0
votes

People have been asking what this question is about so i will try to sum it up - I am trying to achieve means of detecting best matching format for parsing CSV files. That is probably the best description of what i am trying to do.

I have csv file with these contents:

710000 8454889 03 3 ;sometext;;48,05;65,82;;65,82
710001 8454889 03 3 ;sometext;;49,09;66,96;;66,96
710002 8454889 03 3 ;sometext;;12,63;17,22;;17,22

No quotechars and ";" as delimiter.

I have described several csv reader dialects:

csv.register_dialect('excel', delimiter = ',', quotechar = '"', quoting = csv.QUOTE_ALL, strict = True, skipinitialspace = True)
csv.register_dialect('semicolonquotes', delimiter = ';', quotechar = '"', quoting = csv.QUOTE_ALL, strict = True, skipinitialspace = True)
csv.register_dialect('semicolonnonquotes', delimiter = ';', quotechar = None, quoting = csv.QUOTE_NONE, strict = True, skipinitialspace = True)

And i have script which tries to figure out which one of those formats matches the file contents the best. Unfortunately, in case of this example file, it matches for first case - "excel", even though i would like it to only match "semicolonnonquotes".

Edit: The code i use to match file is much like this:

dialects = csv.list_dialects()
for dialect in dialects:
    file.seek(0)
    reader = csv.reader(file, csv.get_dialect(dialect))
    reader.next()

very simple code to see if reader throws error when reading with set dialect or not. Wrapped in try/except to catch first dialect without error. Unfortunately none of those dialects raises error.

/Edit

I figured that if i set strict (link) to True, then it would raise an error, when row contains no quotechars. But apparently it does not work like that.

First dialect matches, and gets me csv rows like:

['710000 8454889 03 3 ;sometext;;48', '05;65', '82;;65', '82']

Is there some way to tune this so i would get the results i desire:

['710000 8454889 03 3 ', 'sometext', '', '48,05', '65,82', '', '65,82']

Edit2

Reading through the docs it seems that specifying quoting for csv.reader does next to nothing:http://docs.python.org/2.7/library/csv.html#csv.QUOTE_ALL

Guess this is where my problems come from.

/Edit2

Disclaimer: I know that CSV stands for COMMA separated values.
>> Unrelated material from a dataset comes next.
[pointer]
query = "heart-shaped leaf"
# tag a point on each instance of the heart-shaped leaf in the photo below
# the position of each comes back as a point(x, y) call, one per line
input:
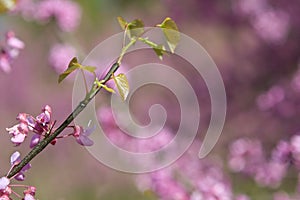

If there is no way to achieve what i want without extending existing library then i will accept that as an answer and force users to use CSV files which only contain commas as delimiters.

2
What code are you using to detect the CSV dialect? - Martijn Pieters
@MartijnPieters - Added some code in edit. - Odif Yltsaeb
Would it help to check the strictest dialect first, then the next strictest, et cetera? Can you order all your dialects by strictness? - RemcoGerlich
Yes i could. And i actually thought they are ordered in this order. As this "semicolonnonquotes" is least strict of them - only requiring ; as delimiter. The whole problem is that the file contains "," as decimal separator not field as delimiter. And in my eyes, the csv reader should first look for quotechars and then for delimiters. And i guess it might be doing just that. But i kinda hoped it would also raise an error if quotechars are missing from the file. - Odif Yltsaeb
Nowadays, CSV stands for CHARACTER separated values. - martineau

2 Answers

0
votes

I'm not sure I understand what you're asking. However if you know what the delimiter is and that there's no quoting, forget about csv dialects and just specify those things as formatting parameters to the csv.reader instance created:

with open('contents.csv', 'rb') as file:
    reader = csv.reader(file, delimiter=';', quotechar=None)
    line = reader.next()
    print 'line 1: {}'.format(line)

Output:

line 1: ['710000 8454889 03 3 ', 'sometext', '', '48,05', '65,82', '', '65,82']
0
votes

I think if you want to go about having a script automagically figure out the best csv dialect to use, you shouldn't base it on whether or not an error will be thrown, but how well a certain dialect performs (if at all).

"Most" CSV's are going to have similar amount of columns in each row (usually having the first row as the header). You can use this assumption to build a test case to test the variance in column counts [length of list] for each row in each dialect. The dialect which has the lowest variance in column count (or highest reoccurring count) after parsing all the rows, or a smaller sample, should be your best. If there is a tie, you may have to come up with some more trickery, but this should give you a starting point.

Just know that this assumption will fail horribly as soon as you start receiving csv's with out any order what-so-ever. Which in reality happens all the time.